Every project is expected to create some form of business value that outweighs the associated costs
and risks in order for it to be undertaken. But what is business value? And how can one ensure
that the project delivers business value on the expected lines? Business value can be looked at
in financial or non-financial terms such as reduction in costs, increase in revenue, enhancement
in brand value, and increase in satisfaction level among customers, reduction in the number of
complaints, reduction in risks or improvement in organizational capability, etc.
To ensure realization of business value, Scrum relies on continuous value justification. Continuous
value justification refers to assessment of business value regularly to determine whether the
justification or viability of executing the project continues to exist. Business value should be assessed
regularly to determine whether the justification or viability of executing the project continues to
exist. Frequent assessment of investment in the project relative to business value being created
qualifies the continued viability of a project. The expected requirements from the project may
change frequently, which can impact both project investment and value creation.
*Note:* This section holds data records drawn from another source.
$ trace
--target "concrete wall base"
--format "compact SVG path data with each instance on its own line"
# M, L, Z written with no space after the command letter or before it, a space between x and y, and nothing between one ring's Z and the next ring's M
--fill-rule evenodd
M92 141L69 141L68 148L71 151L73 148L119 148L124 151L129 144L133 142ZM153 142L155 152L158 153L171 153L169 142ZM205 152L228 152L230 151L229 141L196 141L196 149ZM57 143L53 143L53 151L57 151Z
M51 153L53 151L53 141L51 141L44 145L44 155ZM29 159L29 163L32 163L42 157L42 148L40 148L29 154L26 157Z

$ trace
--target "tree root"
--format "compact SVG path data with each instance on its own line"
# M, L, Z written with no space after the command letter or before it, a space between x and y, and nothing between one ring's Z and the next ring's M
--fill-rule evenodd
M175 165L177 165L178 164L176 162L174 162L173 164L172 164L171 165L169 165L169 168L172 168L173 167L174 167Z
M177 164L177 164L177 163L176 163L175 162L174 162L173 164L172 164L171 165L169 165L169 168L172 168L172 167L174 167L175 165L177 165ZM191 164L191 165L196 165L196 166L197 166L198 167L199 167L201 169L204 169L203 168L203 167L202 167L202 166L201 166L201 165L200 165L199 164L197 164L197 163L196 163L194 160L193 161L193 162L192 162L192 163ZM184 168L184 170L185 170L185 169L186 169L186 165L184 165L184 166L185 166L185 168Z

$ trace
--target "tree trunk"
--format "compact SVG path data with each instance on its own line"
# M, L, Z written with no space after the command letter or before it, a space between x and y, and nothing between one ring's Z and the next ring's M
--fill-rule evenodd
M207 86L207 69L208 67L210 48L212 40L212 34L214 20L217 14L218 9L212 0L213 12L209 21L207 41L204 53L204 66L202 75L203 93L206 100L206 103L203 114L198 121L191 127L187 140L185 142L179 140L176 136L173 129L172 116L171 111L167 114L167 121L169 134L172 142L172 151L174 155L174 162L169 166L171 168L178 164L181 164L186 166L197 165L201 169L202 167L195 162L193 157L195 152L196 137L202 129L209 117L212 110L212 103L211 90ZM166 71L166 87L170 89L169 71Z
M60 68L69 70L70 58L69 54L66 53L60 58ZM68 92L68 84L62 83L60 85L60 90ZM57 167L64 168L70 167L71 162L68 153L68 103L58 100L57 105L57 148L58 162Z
A key aspect of Scrum is its ability to quickly adjust to chaos created by a rapidly changing business
model. In projects with ambiguous user requirements and significant potential for frequent changes,
Scrum provides considerable advantages over other project delivery models. Monitoring the rate of
delivering value is an important requirement for Scrum projects. Periodically tracking and reporting
the creation of value assists in assessing project status and provides important information to the
customer and other stakeholders. Hence, continuous value justification plays a vital role in the key
decision making processes related to the project.